Zach Azzanni

Las Vegas Raiders
- Title: Wide receivers coach

Personal information
- Born: August 10, 1976 (age 49) St. Louis, Missouri, U.S.

Career information
- College: Central Michigan (1994-1998)

Career history
- Valparaiso (1999–2000) Wide receivers coach; Bowling Green (2001–2002) Graduate assistant; Bowling Green (2003–2006) Wide receivers coach; Central Michigan (2007–2009) Assistant head coach & wide receivers coach; Florida (2010) Passing game coordinator & wide receivers coach; Western Kentucky (2011) Offensive coordinator & wide receivers coach; Wisconsin (2012) Wide receivers coach; Tennessee (2013–2014) Recruiting coordinator & wide receivers coach; Tennessee (2015–2016) Passing game coordinator & wide receivers coach; Chicago Bears (2017) Wide receivers coach; Denver Broncos (2018–2022) Wide receivers coach; New York Jets (2023) Wide receivers coach; Pittsburgh Steelers (2024–2025) Wide receivers coach; Las Vegas Raiders (2026–present) Wide receivers coach;

= Zach Azzanni =

American football coach & player (born 1976)

Zach Azzanni (born August 10, 1976) is an American football coach who is the wide receivers coach for the Las Vegas Raiders of the National Football League (NFL).
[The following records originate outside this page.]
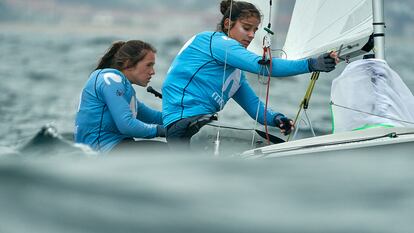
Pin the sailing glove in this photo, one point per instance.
(160, 131)
(285, 124)
(324, 63)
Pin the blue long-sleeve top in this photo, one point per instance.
(109, 112)
(194, 84)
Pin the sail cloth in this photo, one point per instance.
(256, 46)
(369, 93)
(318, 26)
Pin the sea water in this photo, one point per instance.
(47, 184)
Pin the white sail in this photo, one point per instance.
(256, 45)
(369, 93)
(319, 26)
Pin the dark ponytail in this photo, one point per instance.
(239, 10)
(123, 55)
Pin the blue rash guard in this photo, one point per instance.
(194, 84)
(109, 112)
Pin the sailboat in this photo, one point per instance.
(374, 117)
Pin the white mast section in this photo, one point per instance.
(379, 28)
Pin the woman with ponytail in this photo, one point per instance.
(209, 70)
(109, 114)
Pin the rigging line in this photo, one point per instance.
(259, 79)
(217, 142)
(372, 114)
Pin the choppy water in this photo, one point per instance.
(48, 185)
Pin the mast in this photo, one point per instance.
(379, 28)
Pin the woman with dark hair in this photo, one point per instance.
(109, 114)
(208, 71)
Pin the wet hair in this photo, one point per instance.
(123, 54)
(239, 10)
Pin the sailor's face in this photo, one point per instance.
(142, 72)
(244, 30)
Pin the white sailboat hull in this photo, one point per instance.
(378, 141)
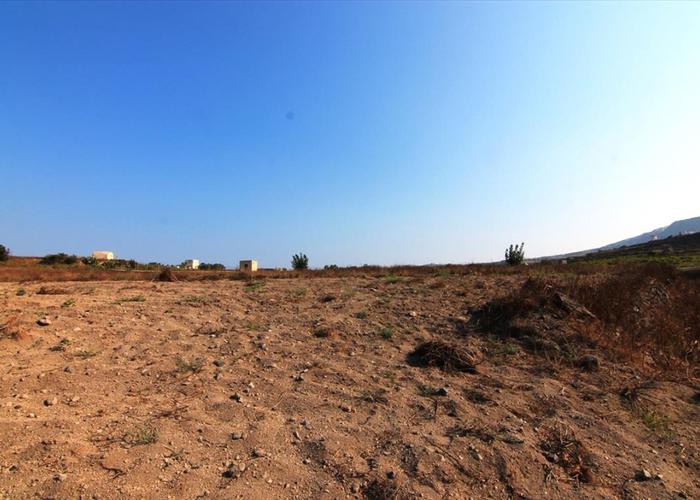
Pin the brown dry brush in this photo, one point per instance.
(447, 356)
(633, 311)
(649, 310)
(561, 447)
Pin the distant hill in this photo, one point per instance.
(681, 251)
(677, 228)
(680, 227)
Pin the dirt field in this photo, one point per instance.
(304, 388)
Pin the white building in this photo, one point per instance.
(102, 255)
(249, 265)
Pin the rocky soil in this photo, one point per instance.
(306, 388)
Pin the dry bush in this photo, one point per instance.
(648, 310)
(47, 290)
(561, 447)
(10, 329)
(381, 489)
(448, 357)
(637, 312)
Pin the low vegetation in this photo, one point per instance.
(59, 259)
(300, 262)
(211, 267)
(515, 254)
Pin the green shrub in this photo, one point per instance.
(89, 260)
(211, 267)
(300, 262)
(59, 258)
(515, 254)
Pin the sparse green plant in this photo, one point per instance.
(59, 258)
(142, 434)
(300, 262)
(254, 326)
(254, 285)
(387, 333)
(194, 300)
(193, 365)
(427, 390)
(135, 298)
(653, 420)
(515, 254)
(89, 260)
(85, 354)
(297, 292)
(61, 346)
(390, 278)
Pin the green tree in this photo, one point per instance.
(300, 262)
(515, 254)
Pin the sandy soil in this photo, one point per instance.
(302, 389)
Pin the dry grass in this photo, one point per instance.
(647, 315)
(561, 447)
(447, 356)
(166, 275)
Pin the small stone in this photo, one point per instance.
(642, 475)
(588, 363)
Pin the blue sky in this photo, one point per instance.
(361, 132)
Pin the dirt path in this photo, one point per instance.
(302, 389)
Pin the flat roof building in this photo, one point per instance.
(249, 265)
(102, 255)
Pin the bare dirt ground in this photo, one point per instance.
(302, 388)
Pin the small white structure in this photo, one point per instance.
(102, 255)
(249, 265)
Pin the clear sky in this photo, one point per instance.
(361, 132)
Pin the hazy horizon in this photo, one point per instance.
(358, 133)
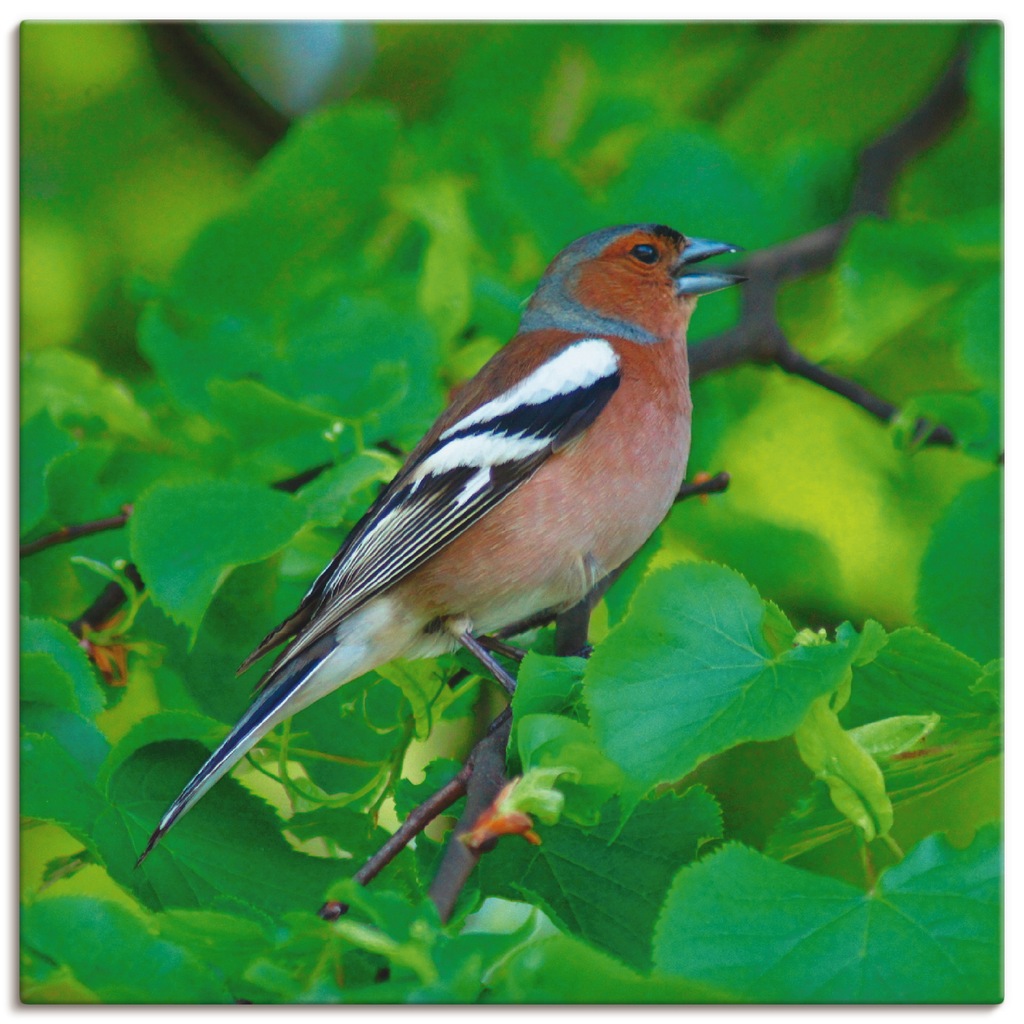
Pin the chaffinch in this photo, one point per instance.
(548, 470)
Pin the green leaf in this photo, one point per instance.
(423, 686)
(186, 538)
(914, 674)
(929, 932)
(606, 884)
(846, 84)
(854, 779)
(546, 684)
(42, 444)
(958, 596)
(256, 415)
(444, 288)
(57, 785)
(205, 861)
(46, 636)
(689, 673)
(156, 729)
(45, 681)
(984, 78)
(557, 741)
(562, 969)
(73, 389)
(436, 774)
(96, 940)
(916, 266)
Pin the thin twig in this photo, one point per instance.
(422, 815)
(68, 534)
(486, 779)
(110, 600)
(758, 337)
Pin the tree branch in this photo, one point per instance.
(759, 337)
(67, 534)
(486, 780)
(111, 598)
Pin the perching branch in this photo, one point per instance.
(68, 534)
(110, 600)
(485, 781)
(478, 767)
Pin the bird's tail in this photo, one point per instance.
(293, 684)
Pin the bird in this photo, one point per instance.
(546, 472)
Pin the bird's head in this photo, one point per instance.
(638, 274)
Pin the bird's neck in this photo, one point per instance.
(553, 308)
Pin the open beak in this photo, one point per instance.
(702, 283)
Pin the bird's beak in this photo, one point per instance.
(709, 281)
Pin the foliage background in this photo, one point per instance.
(208, 308)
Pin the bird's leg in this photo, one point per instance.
(481, 653)
(497, 646)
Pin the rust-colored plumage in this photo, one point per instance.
(546, 472)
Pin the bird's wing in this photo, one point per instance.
(450, 482)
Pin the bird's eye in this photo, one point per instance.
(645, 253)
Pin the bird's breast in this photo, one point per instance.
(582, 514)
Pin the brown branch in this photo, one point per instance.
(758, 337)
(418, 819)
(111, 598)
(486, 779)
(67, 534)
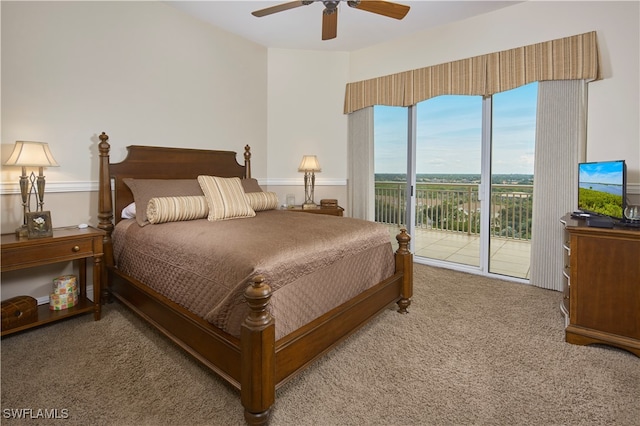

Azzanni, who enters his 29th season coaching wide receivers, previously coached with the Pittsburgh Steelers, New York Jets, Denver Broncos, and Chicago Bears following 18 years at the college level.

==Early life==
Azzanni played college football as a wide receiver at Central Michigan University from 1994 to 1998. He graduated from Central Michigan with a degree in sports management in 1999.

==Coaching career==
===College===
Azzanni began his coaching career as wide receivers coach for Valparaiso University in 1999. He spent two seasons there before working as a graduate assistant under Head Coach Urban Meyer at Bowling Green from 2001 to 2002. Azzanni remained at Bowling Green after Meyer left to become Utah's head coach in 2003 and coached receivers for four seasons. Azzanni then served as the wide receivers coach, as well as the assistant head coach, at Central Michigan University. His CMU teams compiled a three-year record of 28–13, including three consecutive bowl appearances.

Azzanni was hired by Florida after the 2009 college regular season. In his first game coaching with the Gators—the 2010 Sugar Bowl—quarterback Tim Tebow threw for a career-high 482 yards in the Gators’ 51–24 win against Cincinnati. Azzanni then went on to be the offensive coordinator/wide receivers coach at Western Kentucky in 2011 for one season. In 2012, he spent one season coaching the wide receivers at the University of Wisconsin.

In 2013, Azzanni joined and spent four years at the University of Tennessee. He joined the Vols as wide receivers coach/recruiting coordinator before being promoted to passing game coordinator/wide receivers coach in 2015. Tennessee went to three consecutive bowl games from 2014 to 2016, winning each contest and averaging nearly 43 points per outing. The Vols’ passing attack in 2016, which featured six different players with at least 200 yards receiving, helped the offense set school records for single-season points (473) and touchdowns (63).

===NFL===
====Chicago Bears====

The Chicago Bears hired Azzanni as their wide receivers coach for the 2017 season.

====Denver Broncos====
The Denver Broncos hired Azzanni as their wide receivers coach on January 22, 2018.

====New York Jets====
The New York Jets hired Azzanni as their wide receivers coach on February 20, 2023.

====Pittsburgh Steelers====
The Pittsburgh Steelers hired Azzanni as their wide receivers coach on February 8, 2024.

====Las Vegas Raiders====
On February 18, 2026, the Las Vegas Raiders hired Azzanni as their wide receivers coach under new head coach Klint Kubiak.

==Coaching success==
Azzanni has experienced three Bowl seasons at Central Michigan, a BCS All State Sugar Bowl win, another Outback Bowl win at Florida, 2 Bowl wins while Wide Receiver's Coach at Bowling Green, including one over Big Ten Opponent Northwestern and a TaxSlayer Gator Bowl and Outback Bowl win at Tennessee against the Iowa Hawkeyes. Players he has coached include Antonio Brown (CMU), Charles Sharon (Bowling Green), and Western Kentucky running back Bobby Rainey.